Revelation 22:20 "He which testifieth these things saith, Surely I come quickly. Amen. Even so, come, Lord Jesus." The last prayer of the Bible is two words in Aramaic — Maranatha — Come, Lord. It is the oldest prayer of the church, the cry that rose from the earliest gatherings of believers who had just watched their Lord ascend into heaven and had not stopped longing for his return.
Revelation ends where the whole story is headed: not with the detailed furniture of the new Jerusalem, not with the silence of creation holding its breath, but with a conversation — a promise spoken and a prayer breathed in answer.
He says: I come quickly. The word is not about speed measured in hours but about certainty measured in the character of the One who speaks. When God says quickly, he means without fail, without wavering, without the possibility of being turned aside.
Every century that has passed since this word was first spoken has not diluted the promise; it has only added to the gathering intensity of a longing that spans the generations.

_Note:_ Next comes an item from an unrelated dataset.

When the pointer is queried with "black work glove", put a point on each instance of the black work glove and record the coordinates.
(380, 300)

The church that truly understands what it is waiting for cannot help but pray with all its heart: Come.
To pray "Come, Lord Jesus" with sincerity is to have reached a particular maturity of faith. It is the prayer of those who have found the world insufficient and Christ surpassingly beautiful — who would not trade his presence for any alternative the age has to offer.
It is also the most missional prayer imaginable: it is prayed in full awareness that the delay of his coming is itself mercy, space for more to be gathered in before the harvest is complete. To long for his coming is to be willing to be his instrument in hastening it through faithful witness.
Digging Deeper
The closing benediction — the grace of the Lord Jesus be with you all — is the same note on which Paul closes virtually every epistle. The whole Bible, from creation to new creation, from Genesis to Revelation, ends with grace.
Not law. Not condemnation. Not a final tally. Grace. The last word of Scripture is an outpouring of the very thing that makes the story possible: the free, undeserved, inexhaustible favour of the Lord Jesus Christ, offered to all.
🪞 Reflect on this • When you pray "Come, Lord Jesus," what are you most longing for him to come and make right — in your life, your community, or the world? • How does the hope of Christ's return shape your attitude toward the discomforts and injustices of the present age?
• In what practical way can your longing for his coming express itself this week as faithful, urgent witness to someone around you? 👣 Take a Step — End with Maranatha For the next seven days, begin and end each day by praying simply: "Come, Lord Jesus."
Let those words shape how you enter your morning — expectant, surrendered, oriented toward eternity — and how you close your evening — grateful, hopeful, released from any need for today to be the whole story.
Keep a note of what shifts in your perspective over the week. Prayer: Come, Lord Jesus. Come to the places in my life where I have given up hoping. Come to the broken corners of this world that cry out for your justice and your peace.
Come and find me faithful — not perfect, but holding on, still loving you, still telling others you are worth everything. Until then, let your grace be with me and with all who call upon your name. Amen.